Islamic State controls wide areas of northern and eastern Syria, including a strip of territory across the northern Aleppo countryside and a corridor stretching southeast from Raqqa province to the border with Iraq.
Although the town has little strategic value, the battle for Kobani marked the first example of direct U.S. support for ground forces fighting Islamic State in Syria.
As part of its strategy to roll back Islamic State in Syria, the United States is also planning to train and equip non-jihadist rebels, who account for only a modest part of the fighters battling President Bashar al-Assad.
Active recruitment of Syrian trainees has yet to start. [ID:nL1N0V228W] The United States has ruled out the idea of cooperating with Assad in the fight against Islamic State, describing him as part of the problem.
The YPG says it has 50,000 fighters deployed in three predominantly Kurdish areas of northern Syria. It has said it is willing to be a partner in the U.S.-led campaign against Islamic State.
Rami Abdulrahman, who runs the Observatory, said Islamic State fighters who were some 4 to 5 km (around 3 miles) from the town on Sunday, were now at least 10 km (6 miles) away. “There is no large-scale resistance,” he said.
He said the Kurds were advancing with help from Syrian Arab armed groups from Raqqa. Xelil said Islamic State had withdrawn 10 km in the last day alone and was more than 25 km from Kobani.
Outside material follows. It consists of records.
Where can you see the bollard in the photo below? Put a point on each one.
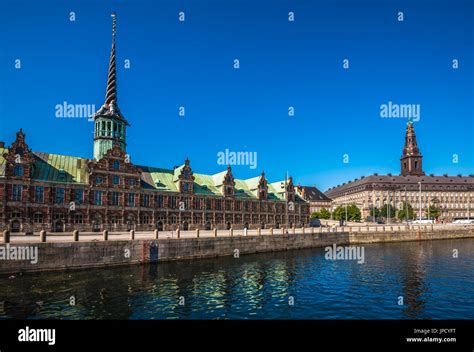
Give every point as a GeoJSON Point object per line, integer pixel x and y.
{"type": "Point", "coordinates": [42, 236]}
{"type": "Point", "coordinates": [6, 236]}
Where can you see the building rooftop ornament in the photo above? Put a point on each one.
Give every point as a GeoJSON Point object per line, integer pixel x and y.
{"type": "Point", "coordinates": [411, 160]}
{"type": "Point", "coordinates": [110, 106]}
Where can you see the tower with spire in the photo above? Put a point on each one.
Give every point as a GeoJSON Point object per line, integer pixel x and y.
{"type": "Point", "coordinates": [109, 123]}
{"type": "Point", "coordinates": [411, 160]}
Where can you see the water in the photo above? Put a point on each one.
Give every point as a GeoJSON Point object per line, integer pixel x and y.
{"type": "Point", "coordinates": [433, 284]}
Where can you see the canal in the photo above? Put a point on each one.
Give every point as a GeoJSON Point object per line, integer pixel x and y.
{"type": "Point", "coordinates": [411, 280]}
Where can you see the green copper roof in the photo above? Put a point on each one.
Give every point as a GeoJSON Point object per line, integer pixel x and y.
{"type": "Point", "coordinates": [69, 169]}
{"type": "Point", "coordinates": [60, 168]}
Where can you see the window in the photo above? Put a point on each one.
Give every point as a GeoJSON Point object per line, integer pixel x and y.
{"type": "Point", "coordinates": [39, 194]}
{"type": "Point", "coordinates": [115, 197]}
{"type": "Point", "coordinates": [130, 199]}
{"type": "Point", "coordinates": [38, 218]}
{"type": "Point", "coordinates": [59, 196]}
{"type": "Point", "coordinates": [79, 196]}
{"type": "Point", "coordinates": [18, 170]}
{"type": "Point", "coordinates": [159, 200]}
{"type": "Point", "coordinates": [78, 219]}
{"type": "Point", "coordinates": [145, 219]}
{"type": "Point", "coordinates": [146, 200]}
{"type": "Point", "coordinates": [98, 197]}
{"type": "Point", "coordinates": [173, 202]}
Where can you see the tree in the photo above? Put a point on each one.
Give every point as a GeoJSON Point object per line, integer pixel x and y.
{"type": "Point", "coordinates": [374, 213]}
{"type": "Point", "coordinates": [324, 214]}
{"type": "Point", "coordinates": [315, 215]}
{"type": "Point", "coordinates": [353, 213]}
{"type": "Point", "coordinates": [339, 213]}
{"type": "Point", "coordinates": [433, 212]}
{"type": "Point", "coordinates": [406, 211]}
{"type": "Point", "coordinates": [387, 210]}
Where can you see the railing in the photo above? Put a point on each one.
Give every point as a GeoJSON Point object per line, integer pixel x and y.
{"type": "Point", "coordinates": [105, 235]}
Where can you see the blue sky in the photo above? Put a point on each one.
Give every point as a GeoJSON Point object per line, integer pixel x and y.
{"type": "Point", "coordinates": [282, 64]}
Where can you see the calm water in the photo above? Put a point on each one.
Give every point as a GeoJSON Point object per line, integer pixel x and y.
{"type": "Point", "coordinates": [434, 285]}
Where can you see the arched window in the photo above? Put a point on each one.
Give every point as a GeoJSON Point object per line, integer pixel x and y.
{"type": "Point", "coordinates": [18, 171]}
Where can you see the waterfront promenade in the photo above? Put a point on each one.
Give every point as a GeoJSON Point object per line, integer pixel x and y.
{"type": "Point", "coordinates": [63, 251]}
{"type": "Point", "coordinates": [153, 235]}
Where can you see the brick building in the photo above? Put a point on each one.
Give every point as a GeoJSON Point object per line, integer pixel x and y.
{"type": "Point", "coordinates": [61, 193]}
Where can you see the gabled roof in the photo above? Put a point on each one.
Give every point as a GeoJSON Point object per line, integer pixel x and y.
{"type": "Point", "coordinates": [69, 169]}
{"type": "Point", "coordinates": [313, 194]}
{"type": "Point", "coordinates": [431, 182]}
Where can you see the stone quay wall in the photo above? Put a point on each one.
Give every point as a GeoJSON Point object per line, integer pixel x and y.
{"type": "Point", "coordinates": [82, 254]}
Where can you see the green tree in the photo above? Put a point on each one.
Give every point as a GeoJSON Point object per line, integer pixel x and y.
{"type": "Point", "coordinates": [433, 212]}
{"type": "Point", "coordinates": [324, 214]}
{"type": "Point", "coordinates": [387, 210]}
{"type": "Point", "coordinates": [374, 211]}
{"type": "Point", "coordinates": [339, 213]}
{"type": "Point", "coordinates": [353, 213]}
{"type": "Point", "coordinates": [406, 212]}
{"type": "Point", "coordinates": [315, 215]}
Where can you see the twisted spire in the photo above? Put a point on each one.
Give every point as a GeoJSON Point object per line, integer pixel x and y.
{"type": "Point", "coordinates": [111, 94]}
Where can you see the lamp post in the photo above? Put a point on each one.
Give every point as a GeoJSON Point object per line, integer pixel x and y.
{"type": "Point", "coordinates": [405, 206]}
{"type": "Point", "coordinates": [345, 198]}
{"type": "Point", "coordinates": [388, 207]}
{"type": "Point", "coordinates": [419, 184]}
{"type": "Point", "coordinates": [375, 199]}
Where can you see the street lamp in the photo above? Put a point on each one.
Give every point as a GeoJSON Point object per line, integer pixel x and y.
{"type": "Point", "coordinates": [405, 206]}
{"type": "Point", "coordinates": [388, 207]}
{"type": "Point", "coordinates": [419, 184]}
{"type": "Point", "coordinates": [345, 198]}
He said U.S.-led air strikes continued, as did support from the Iraqi peshmerga who entered the town via Turkey. But he warned Islamic State could open new fronts in Kurdish areas in northeast Syria.
“There are daily clashes and perhaps these battles and clashes will increase, particularly in the Jazeera region, because Daesh will turn to other areas to recover what is left of its standing,” he said. The Jazeera region is the Kurdish name for northeastern Syria.
Abdulrahman said that Islamic State, having lost 2,000 fighters battling for Kobani, was unable to open new fronts. “I expect a continued retreat in the Kobani rural area, after that there might be clashes in the outskirts of Raqqa,” he said.